Hopefully new hires are no longer being lured with promises of guarantees, or other mis-aligned incentive structures. But even when that is not the case, managing existing advisers through this expansion process requires a lot of time and consideration to their needs and concerns – otherwise they will jump on the merry-go-round the other way.
Changing skill-sets required
In the pre-financial crisis boom, hiring people on the basis of their relationships and basic understanding of a single, sought-after product served the purposes of what the banks – and to a large extent clients – wanted to achieve.
Now, however, driven largely by the loss of trust across the industry and the changing demands both of clients and regulators, private bankers need a broader skill-set to be successful. They need to provide a consistent and disciplined offering which is also aligned to their institution’s goals and objectives.
Unfortunately for the industry, however, such client-centred skills tend to lie with the more experienced private bankers who have serviced clients thorough market cycles – the type of individuals who are much harder to find in the industry in Asia.
Yet as the growth of HNWIs continues in Asia, more private bankers are required.
That doesn’t mean the solution is poaching them from competitors. Instead, it means dedicating more resources to training them in-house, and at all levels. Or at least being more realistic about growing the platform.

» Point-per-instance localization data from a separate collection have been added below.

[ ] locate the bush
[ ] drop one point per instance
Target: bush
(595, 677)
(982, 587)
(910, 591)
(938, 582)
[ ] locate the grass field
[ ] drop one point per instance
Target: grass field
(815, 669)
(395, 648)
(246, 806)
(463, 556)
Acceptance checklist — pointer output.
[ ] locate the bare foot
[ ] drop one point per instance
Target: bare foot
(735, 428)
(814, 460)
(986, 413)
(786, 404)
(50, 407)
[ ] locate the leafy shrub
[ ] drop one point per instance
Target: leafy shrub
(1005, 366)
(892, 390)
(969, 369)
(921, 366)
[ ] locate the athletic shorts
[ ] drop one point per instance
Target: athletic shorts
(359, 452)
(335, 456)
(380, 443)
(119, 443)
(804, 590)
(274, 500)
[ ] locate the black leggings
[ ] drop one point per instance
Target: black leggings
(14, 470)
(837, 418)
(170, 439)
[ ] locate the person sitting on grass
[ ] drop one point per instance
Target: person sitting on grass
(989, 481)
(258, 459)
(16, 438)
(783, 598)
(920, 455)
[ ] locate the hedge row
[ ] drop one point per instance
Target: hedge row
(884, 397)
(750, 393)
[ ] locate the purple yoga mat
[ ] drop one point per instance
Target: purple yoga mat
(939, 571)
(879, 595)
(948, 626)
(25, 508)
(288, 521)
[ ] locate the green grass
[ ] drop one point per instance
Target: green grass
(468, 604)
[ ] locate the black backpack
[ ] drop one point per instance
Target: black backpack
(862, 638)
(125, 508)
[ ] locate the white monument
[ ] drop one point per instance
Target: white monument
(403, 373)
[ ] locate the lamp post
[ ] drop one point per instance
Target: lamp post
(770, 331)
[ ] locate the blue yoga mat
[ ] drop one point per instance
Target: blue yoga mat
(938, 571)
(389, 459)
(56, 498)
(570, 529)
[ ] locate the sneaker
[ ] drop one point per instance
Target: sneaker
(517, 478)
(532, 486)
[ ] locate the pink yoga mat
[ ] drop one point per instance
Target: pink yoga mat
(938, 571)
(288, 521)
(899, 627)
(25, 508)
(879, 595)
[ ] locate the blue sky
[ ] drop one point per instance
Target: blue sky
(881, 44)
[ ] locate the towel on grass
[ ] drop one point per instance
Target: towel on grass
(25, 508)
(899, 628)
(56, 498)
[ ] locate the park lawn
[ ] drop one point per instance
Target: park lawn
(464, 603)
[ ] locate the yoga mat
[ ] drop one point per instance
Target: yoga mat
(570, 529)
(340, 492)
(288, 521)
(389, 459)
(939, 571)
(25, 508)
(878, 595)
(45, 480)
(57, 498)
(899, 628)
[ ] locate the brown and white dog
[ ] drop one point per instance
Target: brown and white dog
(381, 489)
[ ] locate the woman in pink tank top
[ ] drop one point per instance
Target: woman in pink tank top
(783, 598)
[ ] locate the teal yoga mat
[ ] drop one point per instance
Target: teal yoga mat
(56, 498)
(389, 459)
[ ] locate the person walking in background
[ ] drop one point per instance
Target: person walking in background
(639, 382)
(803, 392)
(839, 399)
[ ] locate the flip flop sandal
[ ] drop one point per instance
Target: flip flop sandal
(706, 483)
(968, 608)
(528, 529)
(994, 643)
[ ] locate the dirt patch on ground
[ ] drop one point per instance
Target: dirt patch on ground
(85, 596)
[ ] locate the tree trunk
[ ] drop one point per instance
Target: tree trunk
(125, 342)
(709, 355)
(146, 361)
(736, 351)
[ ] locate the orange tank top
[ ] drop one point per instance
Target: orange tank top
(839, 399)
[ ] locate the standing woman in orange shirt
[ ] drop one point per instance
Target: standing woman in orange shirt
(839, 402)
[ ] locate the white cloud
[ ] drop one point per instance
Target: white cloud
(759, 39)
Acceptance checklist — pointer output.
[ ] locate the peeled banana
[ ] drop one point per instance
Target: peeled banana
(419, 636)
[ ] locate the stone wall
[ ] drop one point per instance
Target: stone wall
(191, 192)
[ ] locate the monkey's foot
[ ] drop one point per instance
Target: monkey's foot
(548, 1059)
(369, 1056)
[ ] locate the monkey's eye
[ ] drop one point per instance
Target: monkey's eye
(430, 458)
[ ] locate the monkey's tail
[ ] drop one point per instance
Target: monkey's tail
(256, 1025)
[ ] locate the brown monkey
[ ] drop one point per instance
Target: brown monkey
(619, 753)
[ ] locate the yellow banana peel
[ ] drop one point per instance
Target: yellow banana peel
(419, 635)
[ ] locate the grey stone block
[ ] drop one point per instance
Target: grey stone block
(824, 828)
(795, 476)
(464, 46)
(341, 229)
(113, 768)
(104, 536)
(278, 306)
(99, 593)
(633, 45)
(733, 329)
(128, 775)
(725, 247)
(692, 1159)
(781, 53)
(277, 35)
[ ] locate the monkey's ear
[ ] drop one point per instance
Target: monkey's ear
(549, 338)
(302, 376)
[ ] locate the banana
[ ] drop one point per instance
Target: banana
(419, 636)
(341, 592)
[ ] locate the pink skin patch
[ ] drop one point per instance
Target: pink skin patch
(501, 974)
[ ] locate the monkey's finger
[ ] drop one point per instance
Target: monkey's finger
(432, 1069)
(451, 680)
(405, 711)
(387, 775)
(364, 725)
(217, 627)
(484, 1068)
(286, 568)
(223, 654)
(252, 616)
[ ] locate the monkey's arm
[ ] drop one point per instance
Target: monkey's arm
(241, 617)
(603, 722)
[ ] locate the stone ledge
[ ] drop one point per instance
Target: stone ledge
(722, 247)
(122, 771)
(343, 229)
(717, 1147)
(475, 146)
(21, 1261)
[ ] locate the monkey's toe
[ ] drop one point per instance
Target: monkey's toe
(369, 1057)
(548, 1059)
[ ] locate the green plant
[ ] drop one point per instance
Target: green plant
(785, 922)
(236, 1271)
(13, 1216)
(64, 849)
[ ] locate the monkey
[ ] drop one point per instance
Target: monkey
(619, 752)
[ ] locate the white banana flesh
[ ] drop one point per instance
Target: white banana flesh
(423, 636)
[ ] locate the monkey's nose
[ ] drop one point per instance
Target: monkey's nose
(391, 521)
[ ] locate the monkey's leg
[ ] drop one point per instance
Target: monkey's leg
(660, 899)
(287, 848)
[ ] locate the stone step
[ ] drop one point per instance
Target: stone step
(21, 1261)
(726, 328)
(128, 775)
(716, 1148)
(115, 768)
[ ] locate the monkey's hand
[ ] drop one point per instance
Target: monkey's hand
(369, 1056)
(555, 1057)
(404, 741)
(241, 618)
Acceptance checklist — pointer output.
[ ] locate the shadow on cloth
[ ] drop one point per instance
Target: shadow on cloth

This is even more important given that many chief executive officers admit that around one-third of new recruits fall short of expectations within the first 12 months, and ultimately leave or are pushed out.
And the banks are unlikely to want so much publicity about changes to personnel at those times.
As a result, if there was more effort spent trying to support existing staff to make them more effective and productive, management could give their advisers the opportunities to understand their individual strengths and weaknesses, and put in place more realistic growth plans.
Maybe then the merry-go-round might not turn so fast.